Primeiro assentamento
O acampamento Frei Henri será o primeiro assentamento rural de Curionópolis, cidade que foi fundada pelo major Curió, como ficou conhecido Sebastião Rodrigues de Moura, um dos militares responsáveis pela repressão à Guerrilha do Araguaia durante a ditadura militar, fato que marcou a população local.
A região do sudeste do Pará é marcada por conflitos fundiários e carrega um histórico de assassinatos e massacres contra lideranças rurais e sem-terra, como a que ocorreu em Eldorado dos Carajás, em 1997, e mais recentemente em Pau D’Arco.
As lideranças informaram a comitiva de terem visto na fazenda movimentação de retirada de materiais e acreditam que o fazendeiro esteja cumprindo a determinação judicial. Contudo, o primeiro prazo do acordo já venceu e uma nova data foi estabelecida: até o dia 15 de agosto a fazenda deve ser desocupada pelo fazendeiro.
A área reivindicada pelas famílias dos MST tem 375 hectares. Segundo laudos do Incra, foi comprovado que a fazenda é “improdutiva e grilada”. Na parcela onde os sem-terra estão acampados é possível verificar diversas roças espalhadas com plantações de mandioca, milho, cebolinha, alface e banana.
Ao final das duas visitas e depois de ter ouvido as denúncias das lideranças, o deputado estadual Bordalo afirmou que a preocupação com o acampamento Hugo Chavéz.
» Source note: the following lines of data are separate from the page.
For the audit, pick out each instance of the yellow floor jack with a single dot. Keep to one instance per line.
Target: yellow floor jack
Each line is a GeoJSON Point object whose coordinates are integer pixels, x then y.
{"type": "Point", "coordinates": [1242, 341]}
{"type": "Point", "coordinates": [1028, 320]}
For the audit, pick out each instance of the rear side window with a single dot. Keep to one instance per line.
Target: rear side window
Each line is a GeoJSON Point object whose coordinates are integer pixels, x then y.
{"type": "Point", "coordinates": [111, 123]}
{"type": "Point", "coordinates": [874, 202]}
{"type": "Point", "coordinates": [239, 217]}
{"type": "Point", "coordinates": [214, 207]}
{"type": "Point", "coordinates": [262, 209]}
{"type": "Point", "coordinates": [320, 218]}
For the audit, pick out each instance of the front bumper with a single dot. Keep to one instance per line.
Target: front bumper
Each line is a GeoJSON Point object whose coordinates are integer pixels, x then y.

A situação é “uma tragédia anunciada”, devido a “ação cada vez mais truculenta do gerente da fazenda, que ameaça constantemente os acampados”. Quanto ao acampamento Frei Henri, o parlamentar ressaltou ser “inadmissível” a situação na qual se encontra o processo e conclui: “por isso vamos sensibilizar o Ministério Público Federal e o Conselho Nacional de Justiça”.